IDI DI MARZO, di Valerio Massimo Manfredi
I fatti di fantasia, e cioè il tono e le discussioni fra i congiurati, i sospetti di Cesare e dei suoi amici, le indagini per scoprire l’esistenza della congiura, le corse attraverso la penisola per giungere in tempo per avvertire Cesare, le contromosse dei congiurati, etc. si aggiungono ai fatti storici per cercare di dare al loro svolgimento una patina di realismo.
In realtà il libro non raggiunge la dignità del romanzo storico, almeno come a me sembra che dovrebbe essere per offrire al lettore l’interesse che ci si propone.
L’aspetto che dovrebbe essere alla base del romanzo storico è l’invenzione, la creazione di un mondo nel quale personaggi vivi e vitali agiscono, manifestando i propri problemi, vivendo le loro tragedie o le loro felicità; svelano la loro psicologia nei fatti, nei dialoghi, nei discorsi; affrontano le avversità, esprimono sentimenti di amicizia o di odio a seconda delle vicissitudini. E questo dovrebbe essere vero per i personaggi di fantasia come per gli stessi personaggi storici, che nel romanzo dovrebbero acquistare una dimensione loro con una psicologia che, se non completamente inventata, dovrebbe essere comunque in gran parte frutto di fantasia,
Dico dovrebbe. Cioè un romanzo storico, per essere romanzo deve averne le caratteristiche di invenzione. I fatti storici dovrebbero essere l’ambiente in cui i fatti e i personaggi di fantasia, o anche gli stessi personaggi storici dotati tuttavia di una personalità loro e non prefabbricata, agiscono.
In questo romanzo mi sembra che l’invenzione come motore degli eventi manchi. I personaggi storici sono personaggi più da libro di testo di storia che da romanzo. Non hanno una loro personalità definita, non sono vivi e vitali. Sono solo i protagonisti di eventi storici ben noti, che sono al centro del romanzo e che si sa dal primo momento che dovranno accadere; sono persone polverose, morte da secoli che si immaginano rivivere per ricostruire il fatto. E questa caratteristica contamina anche i personaggi di fantasia, che hanno vita solo in funzione del fatto storico che è l’aspettativa scontata principale del libro. Anche le loro peripezie, più che eventi naturali che accadono, e possono accadere a tutti (verosimiglianza), sono costruite, e direi anche in modo rozzo, solo in funzione di cercare di creare un’atmosfera realista a ciò che è stato reale, sì, secoli fa, ma che nel romanzo, proprio perché troppo vincolato al reale, finisce per perdere il realismo necessario e diventa soltanto uno sforzo ricostruttivo, fra altro mediocremente riuscito.

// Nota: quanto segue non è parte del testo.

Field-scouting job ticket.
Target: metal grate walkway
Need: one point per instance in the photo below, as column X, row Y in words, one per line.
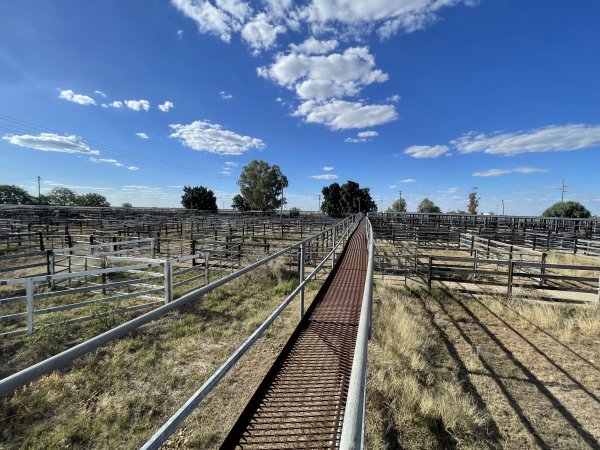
column 300, row 403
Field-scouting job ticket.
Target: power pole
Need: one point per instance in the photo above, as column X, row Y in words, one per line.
column 563, row 189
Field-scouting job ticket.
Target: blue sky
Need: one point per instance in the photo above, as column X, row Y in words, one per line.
column 429, row 97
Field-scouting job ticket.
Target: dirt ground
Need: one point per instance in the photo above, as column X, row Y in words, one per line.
column 541, row 391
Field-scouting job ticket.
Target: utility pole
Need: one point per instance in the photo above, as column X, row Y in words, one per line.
column 563, row 189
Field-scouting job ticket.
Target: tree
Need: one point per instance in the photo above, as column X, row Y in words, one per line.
column 261, row 185
column 199, row 197
column 14, row 195
column 347, row 199
column 473, row 202
column 240, row 204
column 567, row 209
column 398, row 206
column 62, row 197
column 427, row 206
column 92, row 199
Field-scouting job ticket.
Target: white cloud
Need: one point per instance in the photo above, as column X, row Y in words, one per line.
column 545, row 139
column 426, row 151
column 212, row 138
column 313, row 46
column 76, row 98
column 340, row 114
column 498, row 172
column 106, row 161
column 137, row 105
column 260, row 34
column 166, row 106
column 322, row 77
column 222, row 19
column 325, row 176
column 50, row 142
column 368, row 134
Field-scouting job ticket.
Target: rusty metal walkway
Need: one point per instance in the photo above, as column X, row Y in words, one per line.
column 300, row 403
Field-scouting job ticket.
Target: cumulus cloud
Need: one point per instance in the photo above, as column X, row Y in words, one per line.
column 222, row 19
column 80, row 99
column 50, row 142
column 341, row 114
column 313, row 46
column 321, row 77
column 212, row 138
column 545, row 139
column 325, row 176
column 498, row 172
column 106, row 161
column 166, row 106
column 427, row 151
column 138, row 105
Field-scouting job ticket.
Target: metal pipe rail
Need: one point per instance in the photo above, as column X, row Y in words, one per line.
column 48, row 365
column 353, row 426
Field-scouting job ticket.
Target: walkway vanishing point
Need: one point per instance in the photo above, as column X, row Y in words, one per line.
column 301, row 401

Ho un altro romanzo storico di Manfredi, L’armata perduta, che ha come ambiente la spedizione in Persia di Senofonte e i suoi mercenari, quella raccontata nell’Anabasi. Lo leggerò. Spero di non subire un’altra delusione, come per me lo è stata la lettura di Idi di marzo.
2 gennaio 2009 alle 02:08
Condivido pienamente il commento.
Dello stesso autore ho letto quasi tutto ed in effetti questo ultimo lavoro è stato deludente.
Anche “L’armata perduta” non è tra i migliori romanzi di Manfredi, ma – pur basandosi su fatti storici – ha un contenuto romanzato più accentuato.
Dell’Autore, consiglio di leggere: “L’oracolo” o “Chimaira”.
2 gennaio 2009 alle 13:00
Grazie per il commento e per il consiglio.